Singapore's car population has shrunk to a five-year low, reversing an almost unbroken trend of growth in the past decade.
If the cohort of rental cars - which has ballooned on the back of demand from app-based taxi services such as Uber and GrabCar - is taken out, the car population would be the lowest in six years.
The latest statistics from the Land Transport Authority (LTA) showed that the passenger car population had fallen for two consecutive years to reach 575,353 last year - 4.1 per cent lower than in 2014, and the lowest it has been since 2009.
In contrast, rental cars grew by 55.8 per cent last year to reach a record number of 29,369.
The unusual growth pattern, which came on the back of a 5 per cent growth in the road network, took place despite a 0.25 per cent allowable growth rate in the vehicle quota system.

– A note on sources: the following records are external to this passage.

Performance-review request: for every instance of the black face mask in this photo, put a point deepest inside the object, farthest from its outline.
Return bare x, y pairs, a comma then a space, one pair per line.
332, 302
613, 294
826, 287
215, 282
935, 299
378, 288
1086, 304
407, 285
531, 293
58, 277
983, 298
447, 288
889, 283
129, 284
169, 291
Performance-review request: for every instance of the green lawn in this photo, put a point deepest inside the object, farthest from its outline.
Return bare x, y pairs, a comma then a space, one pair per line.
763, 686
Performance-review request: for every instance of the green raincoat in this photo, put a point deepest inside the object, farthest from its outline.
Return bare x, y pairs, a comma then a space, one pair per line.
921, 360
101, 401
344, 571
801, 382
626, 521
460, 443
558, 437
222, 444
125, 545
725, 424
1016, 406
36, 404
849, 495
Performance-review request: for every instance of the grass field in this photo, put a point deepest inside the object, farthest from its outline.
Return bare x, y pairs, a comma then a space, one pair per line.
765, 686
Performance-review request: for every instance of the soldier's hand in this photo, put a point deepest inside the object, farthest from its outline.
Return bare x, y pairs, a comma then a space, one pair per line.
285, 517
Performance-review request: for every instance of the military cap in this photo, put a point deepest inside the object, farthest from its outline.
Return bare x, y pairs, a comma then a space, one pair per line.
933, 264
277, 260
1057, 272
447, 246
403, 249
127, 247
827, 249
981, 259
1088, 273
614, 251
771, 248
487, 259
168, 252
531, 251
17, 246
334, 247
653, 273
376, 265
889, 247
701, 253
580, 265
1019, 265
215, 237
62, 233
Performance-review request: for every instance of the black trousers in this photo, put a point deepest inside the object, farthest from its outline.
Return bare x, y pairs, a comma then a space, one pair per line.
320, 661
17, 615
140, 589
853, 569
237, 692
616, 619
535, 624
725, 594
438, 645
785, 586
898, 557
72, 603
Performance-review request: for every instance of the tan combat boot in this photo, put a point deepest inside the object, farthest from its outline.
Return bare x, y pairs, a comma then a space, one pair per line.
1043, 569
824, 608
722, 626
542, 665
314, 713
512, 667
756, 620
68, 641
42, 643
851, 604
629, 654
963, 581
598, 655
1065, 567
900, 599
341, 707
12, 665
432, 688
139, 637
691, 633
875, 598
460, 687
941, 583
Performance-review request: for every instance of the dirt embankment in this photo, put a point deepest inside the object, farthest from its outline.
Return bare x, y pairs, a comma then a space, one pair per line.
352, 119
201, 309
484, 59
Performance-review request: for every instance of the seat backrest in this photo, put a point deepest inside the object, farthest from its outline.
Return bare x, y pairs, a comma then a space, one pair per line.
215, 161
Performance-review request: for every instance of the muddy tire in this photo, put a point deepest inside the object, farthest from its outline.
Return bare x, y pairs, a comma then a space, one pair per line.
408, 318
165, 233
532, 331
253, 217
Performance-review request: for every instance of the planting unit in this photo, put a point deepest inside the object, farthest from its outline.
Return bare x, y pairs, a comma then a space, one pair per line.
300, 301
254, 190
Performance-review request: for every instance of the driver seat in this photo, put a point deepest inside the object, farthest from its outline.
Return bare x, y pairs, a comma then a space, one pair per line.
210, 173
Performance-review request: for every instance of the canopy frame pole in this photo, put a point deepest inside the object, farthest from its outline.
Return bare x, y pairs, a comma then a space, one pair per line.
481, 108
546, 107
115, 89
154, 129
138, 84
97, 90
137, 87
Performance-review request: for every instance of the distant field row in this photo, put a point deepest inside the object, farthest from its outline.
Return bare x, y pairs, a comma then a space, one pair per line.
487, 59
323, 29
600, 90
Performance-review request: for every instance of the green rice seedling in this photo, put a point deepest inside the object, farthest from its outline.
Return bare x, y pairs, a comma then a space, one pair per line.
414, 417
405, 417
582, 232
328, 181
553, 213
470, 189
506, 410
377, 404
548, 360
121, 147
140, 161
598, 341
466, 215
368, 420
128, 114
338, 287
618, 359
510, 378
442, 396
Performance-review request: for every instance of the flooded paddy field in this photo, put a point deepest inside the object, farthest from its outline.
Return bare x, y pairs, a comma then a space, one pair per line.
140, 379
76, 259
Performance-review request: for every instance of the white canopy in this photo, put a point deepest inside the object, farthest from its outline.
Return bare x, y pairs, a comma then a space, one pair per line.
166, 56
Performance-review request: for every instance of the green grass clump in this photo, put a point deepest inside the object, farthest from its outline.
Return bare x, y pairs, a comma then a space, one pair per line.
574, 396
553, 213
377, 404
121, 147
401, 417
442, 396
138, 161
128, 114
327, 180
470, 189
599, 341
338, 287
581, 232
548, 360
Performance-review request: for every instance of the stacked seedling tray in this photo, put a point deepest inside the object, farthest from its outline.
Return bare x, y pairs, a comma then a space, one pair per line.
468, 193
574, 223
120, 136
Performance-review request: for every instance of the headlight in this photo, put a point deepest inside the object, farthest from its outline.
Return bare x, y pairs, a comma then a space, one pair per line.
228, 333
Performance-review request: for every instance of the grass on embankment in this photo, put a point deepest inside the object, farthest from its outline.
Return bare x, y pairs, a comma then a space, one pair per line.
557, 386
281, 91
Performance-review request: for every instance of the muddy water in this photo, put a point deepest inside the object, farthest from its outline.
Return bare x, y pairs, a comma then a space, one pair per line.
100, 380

Motor traders said this was because of a time lag between vehicle deregistrations and certificate of entitlement (COE) allocation. For instance, the February-April 2016 COE quota is based on vehicles scrapped in October-December 2015.
"The current allowable growth rate of 0.25 per cent is not big enough to offset this lag," said Mr Ron Lim, general manager of Nissan agent Tan Chong Motor.
And as part of the COE quota is based on vehicle population, a shrinking population would have a negative impact on the number of COEs available, he added.
The LTA, however, said the shrinkage was "temporary" but would not say when it would end.
Observers said this could happen within the next two years, when the COE supply, fuelled by record deregistrations, is expected to explode.
Experts reckon the car population shrinkage is in line with the Government's "car-lite" push.
National University of Singapore transport researcher Lee Der-Horng said: "With the increasing connectivity of public transport, I think residents should make the move to be less reliant on cars."
Dr Walter Theseira, an economist at SIM University, said Singapore can dilute the demand for cars by improving public transport and promoting telecommuting.
He added that, with the next-generation Electronic Road Pricing system, car usage - the cause of congestion - can be regulated more effectively.
"If driving is expensive, even if ownership is not, people will choose to use other means of transport," he said.
Nanyang Business School adjunct associate professor Zafar Momin said any policy change should weigh the value of being equitable versus the value of providing efficiency for Singaporeans.
"Providing access to car ownership to those who need it the most should be at the heart of designing any policy mechanism to achieve a balance between the two."